B. Anwendungsbereich.
Rn 2
Die Vorschrift ist wie § 741 auf alle Arten von Vollstreckungsverfahren und Schuldtitel (§§ 704, 795, 794) anwendbar (s § 740 Rn 2) und gilt, anders als das nach den materiellen Haftungsvorschriften der §§ 1431 I 1, 1456 I 1 BGB der Fall ist, auch für Forderungen, die außerhalb des Geschäftsbetriebs oder des Gesamtguts begründet wurden (BayObLG Rpfleger 83, 407) oder Gegenstände betreffen, die zu diesem nicht gehören (Musielak/Lackmann § 741 Rz 2). Der Anwendungsbereich von § 741 ist nicht eröffnet, bei einem Erwerbsgeschäft, das der allein verwaltende Ehegatte oder Lebenspartner oder die beiden gemeinsam verwaltenden Ehe- oder Lebenspartner betreiben.
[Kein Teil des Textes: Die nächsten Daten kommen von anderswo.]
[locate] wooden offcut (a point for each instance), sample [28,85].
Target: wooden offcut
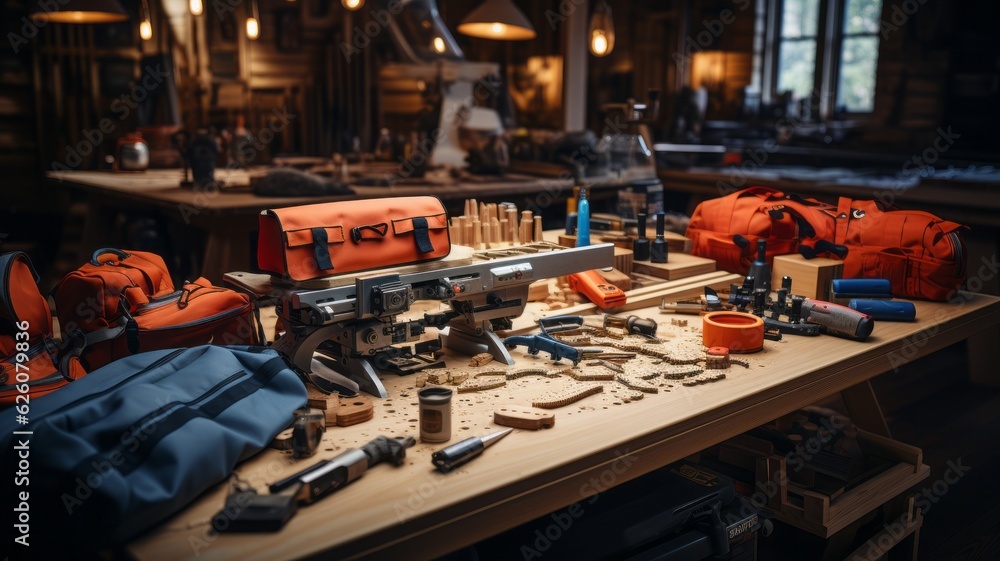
[521,417]
[810,277]
[678,266]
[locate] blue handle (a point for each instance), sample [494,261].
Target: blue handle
[879,287]
[886,310]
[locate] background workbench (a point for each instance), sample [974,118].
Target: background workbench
[228,217]
[413,511]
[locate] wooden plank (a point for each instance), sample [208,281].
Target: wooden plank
[678,266]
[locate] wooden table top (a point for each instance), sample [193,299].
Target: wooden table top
[161,187]
[413,511]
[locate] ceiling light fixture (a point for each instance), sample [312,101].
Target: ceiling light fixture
[253,23]
[602,30]
[81,11]
[145,26]
[498,19]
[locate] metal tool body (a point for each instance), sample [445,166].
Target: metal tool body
[802,316]
[327,476]
[537,343]
[450,457]
[356,322]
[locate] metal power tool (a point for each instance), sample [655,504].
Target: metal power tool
[356,320]
[798,315]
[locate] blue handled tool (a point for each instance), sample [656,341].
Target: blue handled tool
[886,310]
[862,288]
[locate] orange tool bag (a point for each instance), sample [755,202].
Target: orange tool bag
[124,302]
[31,356]
[921,255]
[308,242]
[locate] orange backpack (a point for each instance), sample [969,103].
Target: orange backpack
[124,302]
[30,355]
[312,241]
[921,255]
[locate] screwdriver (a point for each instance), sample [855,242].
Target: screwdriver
[448,458]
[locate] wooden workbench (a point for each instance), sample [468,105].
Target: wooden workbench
[229,216]
[414,512]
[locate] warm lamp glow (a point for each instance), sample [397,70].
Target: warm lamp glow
[80,11]
[497,19]
[602,30]
[599,43]
[253,28]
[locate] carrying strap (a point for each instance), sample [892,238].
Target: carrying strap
[321,249]
[842,219]
[421,234]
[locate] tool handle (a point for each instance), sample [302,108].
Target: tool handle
[837,319]
[596,289]
[862,286]
[888,310]
[383,449]
[447,459]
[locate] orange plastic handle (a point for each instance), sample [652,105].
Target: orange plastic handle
[593,286]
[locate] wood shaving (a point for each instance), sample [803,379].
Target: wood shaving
[553,401]
[635,384]
[475,385]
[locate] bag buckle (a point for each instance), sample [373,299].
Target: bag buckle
[358,232]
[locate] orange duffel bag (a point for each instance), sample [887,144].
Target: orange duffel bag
[922,255]
[33,363]
[312,241]
[124,302]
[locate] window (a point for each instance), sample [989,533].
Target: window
[825,52]
[859,56]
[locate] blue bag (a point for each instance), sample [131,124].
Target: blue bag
[116,452]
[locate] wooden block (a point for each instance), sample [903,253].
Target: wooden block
[624,260]
[617,278]
[680,266]
[520,417]
[539,290]
[810,277]
[676,243]
[319,400]
[354,410]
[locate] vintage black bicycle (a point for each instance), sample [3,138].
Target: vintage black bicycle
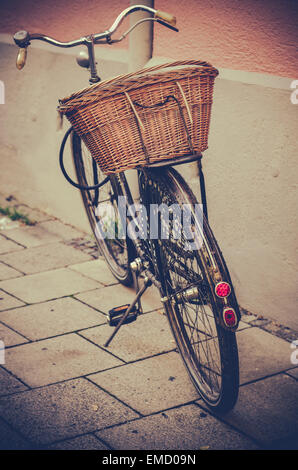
[183,259]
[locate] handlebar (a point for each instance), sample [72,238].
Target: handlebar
[23,38]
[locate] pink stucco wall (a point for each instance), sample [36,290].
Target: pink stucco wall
[253,35]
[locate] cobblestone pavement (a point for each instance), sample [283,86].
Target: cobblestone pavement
[61,389]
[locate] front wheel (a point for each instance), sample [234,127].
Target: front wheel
[101,206]
[189,276]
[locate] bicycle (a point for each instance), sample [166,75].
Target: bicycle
[195,286]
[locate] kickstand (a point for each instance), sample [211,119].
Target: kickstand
[147,283]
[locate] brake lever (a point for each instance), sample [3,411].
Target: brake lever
[167,25]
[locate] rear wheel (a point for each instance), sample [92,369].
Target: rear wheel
[189,276]
[101,207]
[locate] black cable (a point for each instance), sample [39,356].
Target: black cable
[76,185]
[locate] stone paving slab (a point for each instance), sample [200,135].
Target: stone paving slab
[267,410]
[56,359]
[7,272]
[151,385]
[8,301]
[97,270]
[186,427]
[112,296]
[48,285]
[149,335]
[64,232]
[261,354]
[30,236]
[11,440]
[7,246]
[34,215]
[86,442]
[44,258]
[9,384]
[10,337]
[62,411]
[47,319]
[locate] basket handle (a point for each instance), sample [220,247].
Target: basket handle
[158,67]
[137,114]
[64,103]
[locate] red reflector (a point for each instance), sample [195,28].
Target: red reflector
[223,289]
[229,317]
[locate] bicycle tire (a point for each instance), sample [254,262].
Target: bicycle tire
[115,250]
[197,327]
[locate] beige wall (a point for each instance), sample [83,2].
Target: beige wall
[250,167]
[30,141]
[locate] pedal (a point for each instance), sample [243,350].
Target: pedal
[115,315]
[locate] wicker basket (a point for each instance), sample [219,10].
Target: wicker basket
[158,113]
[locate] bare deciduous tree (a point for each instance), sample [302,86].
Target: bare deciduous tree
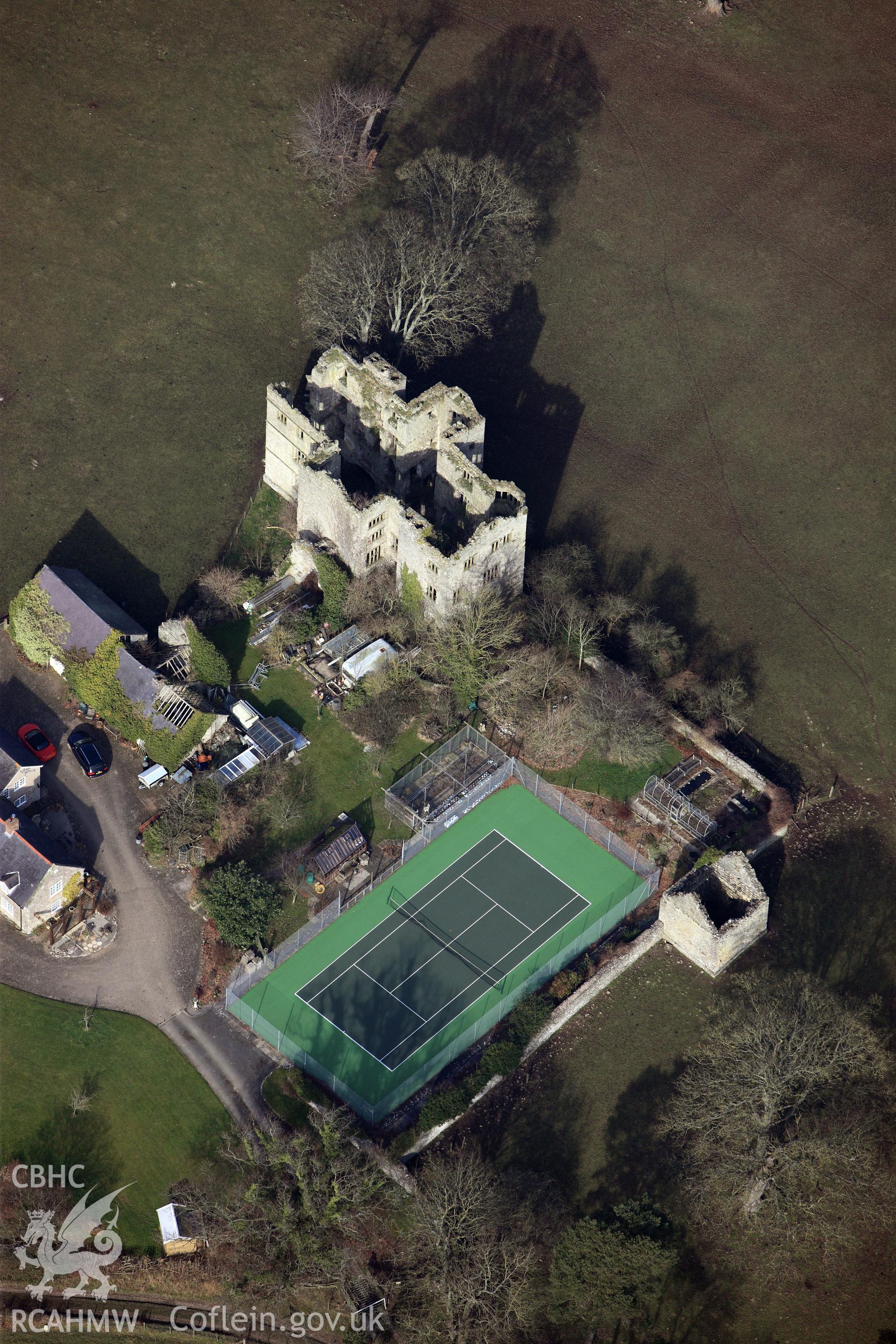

Hier ist § 740 einschlägig. Kraft gesetzlicher Inbezugnahme gilt § 741 für die Zwangsvollstreckung bei Eigentums- oder Vermögensgemeinschaften nach § 744a.
C. Tatbestand.
I. Materieller.
Rn 3
Bei dem Erwerbsgeschäft, das der Vollstreckungsschuldner betreiben muss, handelt es sich um jede auf Wiederholung angelegte, dauerhaft der Erzielung von Einkünften dienende wirtschaftliche Tätigkeit (BGHZ 83, 76, 78 f = NJW 82, 1810), die (handels-)gewerblich, landwirtschaftlich (BayObLG NJW-RR 96, 80, 81), wissenschaftlich, künstlerisch oder freiberuflich angelegt sein kann. Selbstständig wird das Erwerbsgeschäft geführt, wenn das im eigenen Namen geschieht oder der Ehepartner oder Dritte es für den Ehegatten führen (RGZ 127, 110, 114), auch dann, wenn der Betrieb mit einem anderen zusammen geführt wird, falls der das Erwerbsgeschäft innehabende Ehegatte persönlich haftender Gesellschafter einer OHG oder KG ist (BayObLGZ 83, 187, 189 f; nicht aber GmbH-Gesellschafter oder Kommanditist; Zö/Seibel § 741 Rz 5). Eine weisungsgebundene Tätigkeit in einem fremdem Unternehmen ist keine selbstständige Führung eines Erwerbsgeschäfts iSv § 741 (St/J/Münzberg § 741 Rz 5). Der andere Ehegatte oder Lebenspartner muss mit dem Betrieb des Erwerbsgeschäfts durch seinen Partner einverstanden sein. Im Güterrechtsregister darf diesbzgl kein Einspruch oder Widerruf des Ehegatten nach §§ 1431 III, 1456 III, 1412 BGB eingetragen sein. Maßgeblich ist der Zeitpunkt des Eintritts der Rechtshängigkeit nach § 261, bei Titeln, die nicht der Rechtskraft fähig sind, deren Entstehung (ThoPu/Seiler § 741 Rz 3).
II. Formeller.
Rn 4
Die Vollstreckung in das Gesamtgut setzt voraus, dass zumindest gegen den Ehegatten, der das Erwerbsgeschäft betreibt, ein Leistungstitel erstritten wurde, in dem die Haftung des Gesamtguts nicht ausgewiesen sein muss (Musielak/Lackmann § 741 Rz 5). Ein Duldungstitel ist nach hM nicht ausreichend (s § 740 Rn 3). Zu Beginn der Zwangsvollstreckung muss das Erwerbsgeschäft noch betrieben werden; unschädlich ist, wenn es später abgewickelt wird (BayObLG Rpfleger 96, 63). Nachzuweisen hat der Gläubiger das Vorliegen einer Gütergemeinschaft und den selbstständigen Betrieb eines Erwerbsgeschäfts durch den Vollstreckungsschuldner. Das ist nur der Ehegatte oder Lebenspartner, der das Erwerbsgeschäft führt (MüKoZPO/Heßler § 741 Rz 13). Das Vollstreckungsorgan prüft nicht, ob der verwaltende Ehegatte oder Lebenspartner mit dem Betrieb einverstanden ist (BayObLGZ 83, 187, 190). Der Nachweis eines Ein- oder Widerspruchs gegen die Einwilligung wird durch Vorlage eines Auszugs aus dem Güterrechtsregister geführt und ist im Vollstreckungsverfahren beachtlich, sofern er im Register eingetragen ist (aA St/J/Münzberg § 742 Rz 6). Soll an einem Grundstück, das zum gemeinschaftlich ve...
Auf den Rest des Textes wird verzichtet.